Miller goes on to say he was "startled" to read the submissions Cameron made in court "because I did not authorize Mr. Cameron to make them."

On Dec. 5, 2016, Cameron was told the file was being reassigned, but that it was expected he would continue to work on his other files. Publicly, however, government officials would not say if Cameron had been punished or if his employment situation had changed. Fifteen days later, with a new lawyer on the file, the sovereignty argument was withdrawn as McNeil had a face-to-face meeting with Mi'kmaw chiefs to try to distance his government from the argument.

'We met our obligation,' says premier

Speaking to reporters following the opening day of the legislature, McNeil said he and members of his government have been completely forthright about how the situation played out.

"That was not the argument of the government. So let me be clear: we've continued to say, which I've said from Day 1, we have a duty to consult and we met our obligation. That was it. Period."

McNeil would not say if someone in government asked Cameron to remove the submission before the argument was made in court. He would also not say if Cameron was acting alone or when the government might release the legal fees it's paid trying to keep the documents from being publicly released.

'My reputation has been shattered,' says Cameron

Cameron said a third-party review of the file was conducted and he participated "because it appeared to me at the time to be the quickest way to restore my reputation." The report was completed and presented to government, but according to his affidavit, Cameron was never given a copy.

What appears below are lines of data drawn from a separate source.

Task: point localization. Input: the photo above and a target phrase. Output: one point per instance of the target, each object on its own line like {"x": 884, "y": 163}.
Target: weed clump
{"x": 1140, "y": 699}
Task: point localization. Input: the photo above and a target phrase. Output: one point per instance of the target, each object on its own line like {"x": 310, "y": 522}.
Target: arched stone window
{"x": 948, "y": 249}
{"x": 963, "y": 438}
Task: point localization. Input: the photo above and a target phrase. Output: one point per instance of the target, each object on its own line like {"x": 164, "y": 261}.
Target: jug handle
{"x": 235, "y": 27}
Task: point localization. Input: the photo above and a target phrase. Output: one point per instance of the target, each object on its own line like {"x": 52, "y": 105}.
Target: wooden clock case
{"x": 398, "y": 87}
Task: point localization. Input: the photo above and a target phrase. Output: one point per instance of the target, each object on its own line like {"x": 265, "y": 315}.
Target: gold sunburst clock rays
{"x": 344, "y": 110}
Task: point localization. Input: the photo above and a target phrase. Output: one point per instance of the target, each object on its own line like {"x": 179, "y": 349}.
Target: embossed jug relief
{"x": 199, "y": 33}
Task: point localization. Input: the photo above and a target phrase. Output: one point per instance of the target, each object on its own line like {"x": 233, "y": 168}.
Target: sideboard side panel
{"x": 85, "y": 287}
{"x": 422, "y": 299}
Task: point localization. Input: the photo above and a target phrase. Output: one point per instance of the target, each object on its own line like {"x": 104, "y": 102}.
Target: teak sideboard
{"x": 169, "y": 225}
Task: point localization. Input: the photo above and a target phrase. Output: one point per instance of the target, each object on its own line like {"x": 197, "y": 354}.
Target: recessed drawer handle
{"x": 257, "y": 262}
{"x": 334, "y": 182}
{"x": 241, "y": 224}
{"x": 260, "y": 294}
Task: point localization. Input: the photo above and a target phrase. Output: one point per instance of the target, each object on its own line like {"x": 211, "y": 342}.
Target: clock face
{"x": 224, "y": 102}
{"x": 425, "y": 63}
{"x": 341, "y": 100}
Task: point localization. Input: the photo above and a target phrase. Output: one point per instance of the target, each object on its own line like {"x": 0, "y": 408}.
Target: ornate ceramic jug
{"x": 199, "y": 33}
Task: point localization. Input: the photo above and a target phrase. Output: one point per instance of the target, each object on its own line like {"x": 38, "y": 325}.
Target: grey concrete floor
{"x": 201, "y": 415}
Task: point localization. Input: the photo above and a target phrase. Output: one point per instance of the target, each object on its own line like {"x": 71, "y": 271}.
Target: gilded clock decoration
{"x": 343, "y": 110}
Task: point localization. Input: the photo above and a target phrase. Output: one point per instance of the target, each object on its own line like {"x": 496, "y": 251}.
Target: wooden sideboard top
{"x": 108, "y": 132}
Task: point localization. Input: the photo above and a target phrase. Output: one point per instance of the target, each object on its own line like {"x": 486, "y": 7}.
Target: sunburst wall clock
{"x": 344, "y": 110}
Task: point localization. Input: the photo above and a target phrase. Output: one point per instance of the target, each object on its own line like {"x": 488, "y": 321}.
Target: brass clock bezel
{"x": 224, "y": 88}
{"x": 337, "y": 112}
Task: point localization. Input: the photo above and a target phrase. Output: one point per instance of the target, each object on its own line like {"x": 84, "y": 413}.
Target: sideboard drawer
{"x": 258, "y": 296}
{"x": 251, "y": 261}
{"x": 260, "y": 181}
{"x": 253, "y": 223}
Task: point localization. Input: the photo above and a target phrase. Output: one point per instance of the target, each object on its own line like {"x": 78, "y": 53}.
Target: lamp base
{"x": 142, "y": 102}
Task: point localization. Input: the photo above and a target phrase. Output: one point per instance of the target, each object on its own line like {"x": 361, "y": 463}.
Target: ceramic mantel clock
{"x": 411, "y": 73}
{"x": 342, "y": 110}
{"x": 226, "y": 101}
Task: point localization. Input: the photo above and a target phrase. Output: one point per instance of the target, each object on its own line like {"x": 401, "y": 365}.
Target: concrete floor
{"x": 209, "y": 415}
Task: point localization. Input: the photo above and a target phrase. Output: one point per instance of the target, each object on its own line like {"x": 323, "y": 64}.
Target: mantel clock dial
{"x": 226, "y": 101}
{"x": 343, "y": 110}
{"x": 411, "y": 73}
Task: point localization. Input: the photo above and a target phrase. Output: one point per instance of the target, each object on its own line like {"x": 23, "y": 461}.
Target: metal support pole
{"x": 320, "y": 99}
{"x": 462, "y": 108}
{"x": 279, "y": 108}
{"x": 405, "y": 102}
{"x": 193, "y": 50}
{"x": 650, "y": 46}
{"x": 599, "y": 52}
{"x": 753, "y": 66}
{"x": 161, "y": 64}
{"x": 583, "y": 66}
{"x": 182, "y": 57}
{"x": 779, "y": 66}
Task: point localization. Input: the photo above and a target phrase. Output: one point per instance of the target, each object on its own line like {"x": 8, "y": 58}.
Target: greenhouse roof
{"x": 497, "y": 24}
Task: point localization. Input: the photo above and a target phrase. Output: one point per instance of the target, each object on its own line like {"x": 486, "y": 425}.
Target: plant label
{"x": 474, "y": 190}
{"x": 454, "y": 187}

"The foregoing events have been extremely distressing and upsetting to me," he said in the affidavit.

"My reputation has been shattered, and I have lost significant economic opportunities."

None of the allegations has been proven in court.

Tories allege coverup

McNeil said he's always told the public "exactly what I know and what I knew" about the matter, but Tory Leader Tim Houston said the documents released Thursday suggest "an effort to cover up what actually happened."

"Mr. Cameron was a faithful civil servant for a long time, very well-respected lawyer and it's just a shame that his reputation has been put on the line by a premier and group of people that certainly were just looking to protect their own political skin from what we can see," he said.